Summary: This article discusses how the analysis of the transaction properties of atomicity, consistency, isolation, and durability (ACID) are crucial to integration design. (7 printed pages)
When Woodgrove Bank merged with another bank, it was clear that it would take years for the retail- and business-account applications to be merged. It would take a long time just to decide what to do—move the data from one application to the other, build a new application, or buy a banking package—let alone to implement the solution. What was needed in the interim was for the branches from Woodgrove Bank to be able to access the accounts in the other bank, and vice versa, so that a customer could do business at either branch.
A banking transaction is not just a credit or debit on an account. Data for the branch and the cashier are also updated—primarily, so that the branch knows, at the end of the day, how much cash went in, how much went out, and, therefore, how much should remain. They then count it to check that no cash has gone missing. I will call the two subtransactions account update and cash update. Let's look at some alternative solutions.

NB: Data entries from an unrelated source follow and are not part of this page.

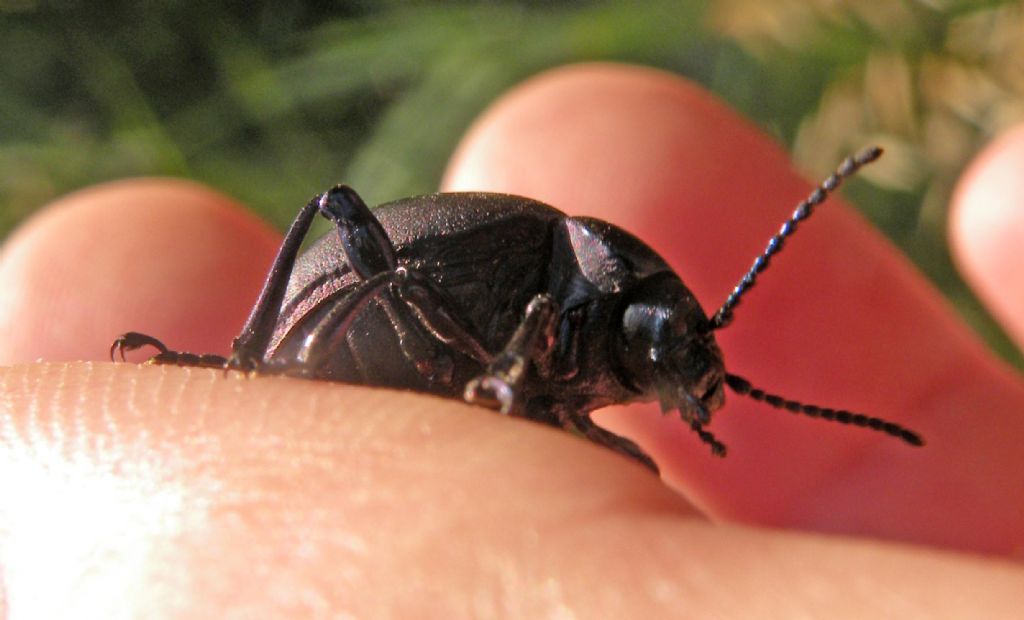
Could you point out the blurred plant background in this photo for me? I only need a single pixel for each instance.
(270, 101)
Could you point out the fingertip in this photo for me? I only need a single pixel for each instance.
(165, 256)
(986, 229)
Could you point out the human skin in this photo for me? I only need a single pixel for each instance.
(168, 492)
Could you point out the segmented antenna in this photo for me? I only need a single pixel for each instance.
(804, 210)
(742, 386)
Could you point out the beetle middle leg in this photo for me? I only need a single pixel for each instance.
(587, 427)
(531, 342)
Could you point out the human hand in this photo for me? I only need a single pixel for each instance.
(168, 491)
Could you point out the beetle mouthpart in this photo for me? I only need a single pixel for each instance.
(743, 387)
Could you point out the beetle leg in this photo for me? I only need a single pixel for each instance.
(432, 311)
(531, 341)
(364, 242)
(133, 340)
(331, 331)
(586, 426)
(250, 347)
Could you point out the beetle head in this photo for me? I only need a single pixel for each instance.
(666, 348)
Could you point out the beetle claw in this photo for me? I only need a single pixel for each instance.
(133, 340)
(492, 391)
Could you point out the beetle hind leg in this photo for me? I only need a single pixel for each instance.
(134, 340)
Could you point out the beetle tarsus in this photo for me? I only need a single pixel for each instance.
(134, 340)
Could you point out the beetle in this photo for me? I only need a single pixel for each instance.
(503, 301)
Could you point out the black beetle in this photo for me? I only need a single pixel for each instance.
(501, 300)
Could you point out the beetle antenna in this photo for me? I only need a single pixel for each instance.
(742, 386)
(804, 210)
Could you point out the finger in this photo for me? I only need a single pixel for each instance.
(167, 257)
(841, 320)
(158, 498)
(986, 230)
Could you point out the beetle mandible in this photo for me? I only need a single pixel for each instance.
(504, 301)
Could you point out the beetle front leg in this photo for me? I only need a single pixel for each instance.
(587, 427)
(531, 341)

Many people will look at this problem and immediately think of distributed transactions—in other words, having the two subtransactions synchronized by using the two-phase commit protocol. Figure 1 illustrates this solution.
Figure 1. Two-phase commit
I call these diagrams task/message diagrams. They are like UML sequence diagrams; but I also show the users and the main data updates. Their purpose is to analyze system issues—mainly, performance and recovery. The cash-update application in many banks is physically located in the branches; in Woodgrove Bank, however, it was located centrally in the bank's data center.

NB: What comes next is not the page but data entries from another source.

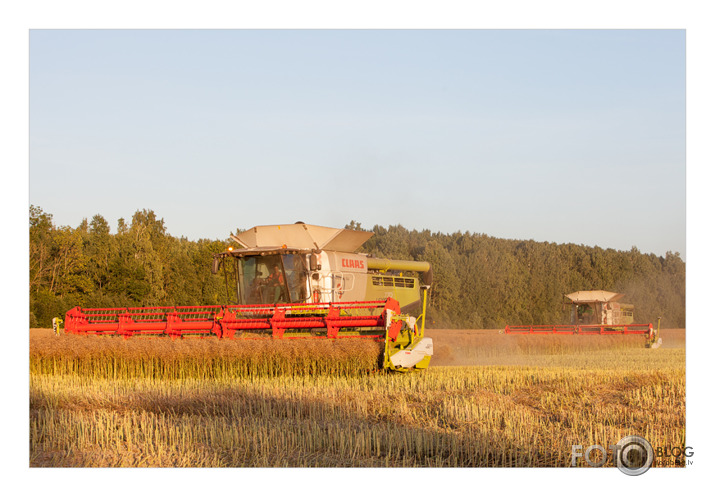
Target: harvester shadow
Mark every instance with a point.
(247, 428)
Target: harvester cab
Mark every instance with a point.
(313, 271)
(294, 281)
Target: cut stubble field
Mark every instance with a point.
(487, 400)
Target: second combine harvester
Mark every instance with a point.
(293, 281)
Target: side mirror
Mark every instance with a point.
(427, 278)
(216, 265)
(314, 266)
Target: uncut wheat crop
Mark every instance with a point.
(199, 403)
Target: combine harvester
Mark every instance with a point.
(596, 312)
(294, 281)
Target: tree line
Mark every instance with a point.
(479, 281)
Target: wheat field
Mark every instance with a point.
(488, 400)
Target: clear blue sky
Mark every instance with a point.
(563, 136)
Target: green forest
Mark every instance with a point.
(479, 281)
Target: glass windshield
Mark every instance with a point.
(272, 279)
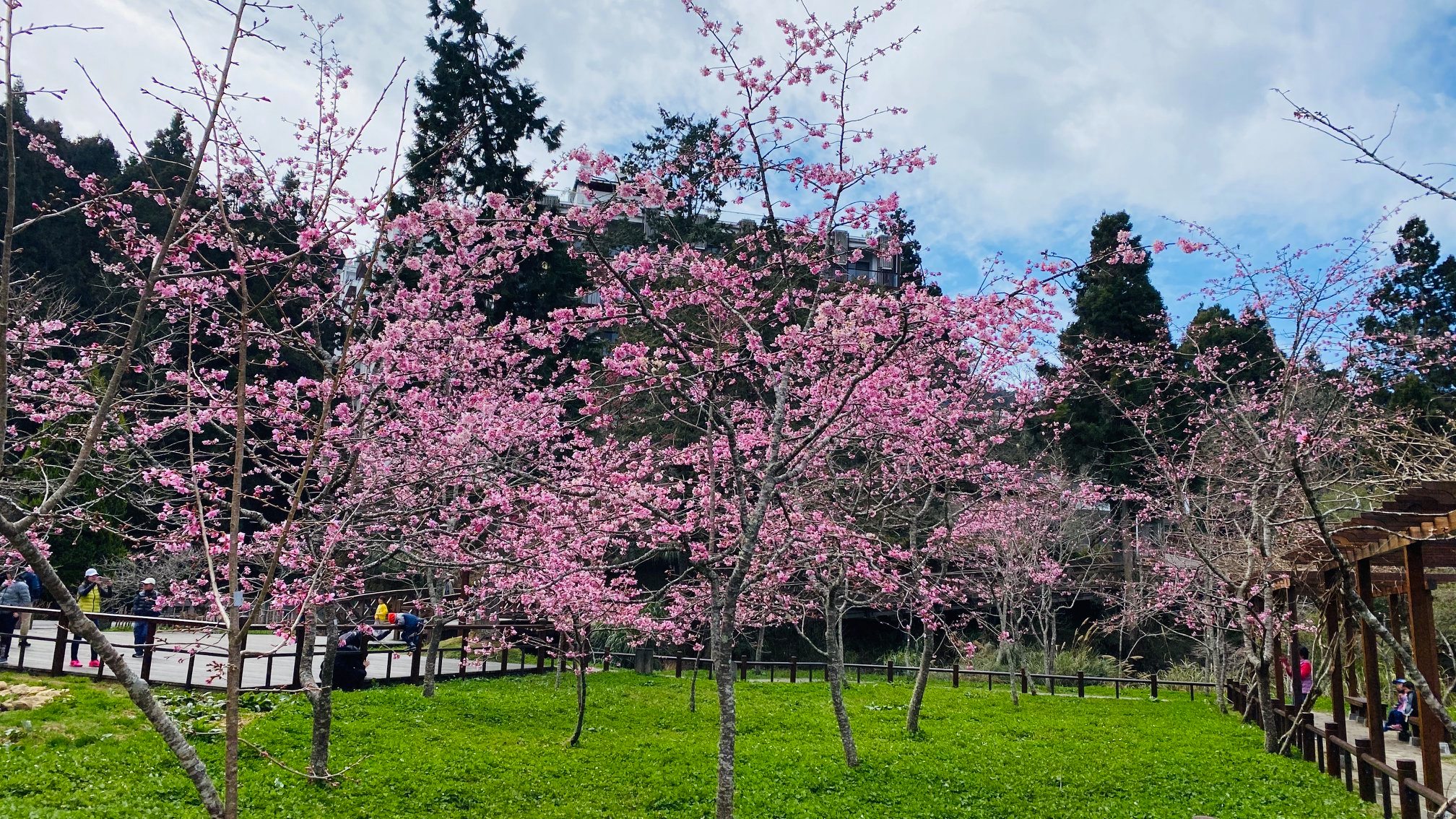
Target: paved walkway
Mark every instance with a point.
(197, 656)
(1394, 748)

There are three practical problems with two-phase commit. Firstly, there is a performance hit. There are more network messages, and resources in the account-update application must remain locked until the commit phase. The account-update application was the more performance-critical server; so, I have put the "update cash total" before the "account update" to reduce the locking time. The other bank's staff was uneasy about using two-phase commit. But I could point to sites on which it works well; and the volumes would not be that great, as a distributed transaction would apply only when their customers went to the Woodgrove Bank branches.
The second practical problem is that a two-phase commit solution is only as reliable as its most reliable member and the network in between. Neither bank wanted to count on the other bank's IT system reliability. But, in this scenario, if the Woodgrove Bank system went down, the other bank's system was unaffected, and vice versa; there was no impact on the existing services.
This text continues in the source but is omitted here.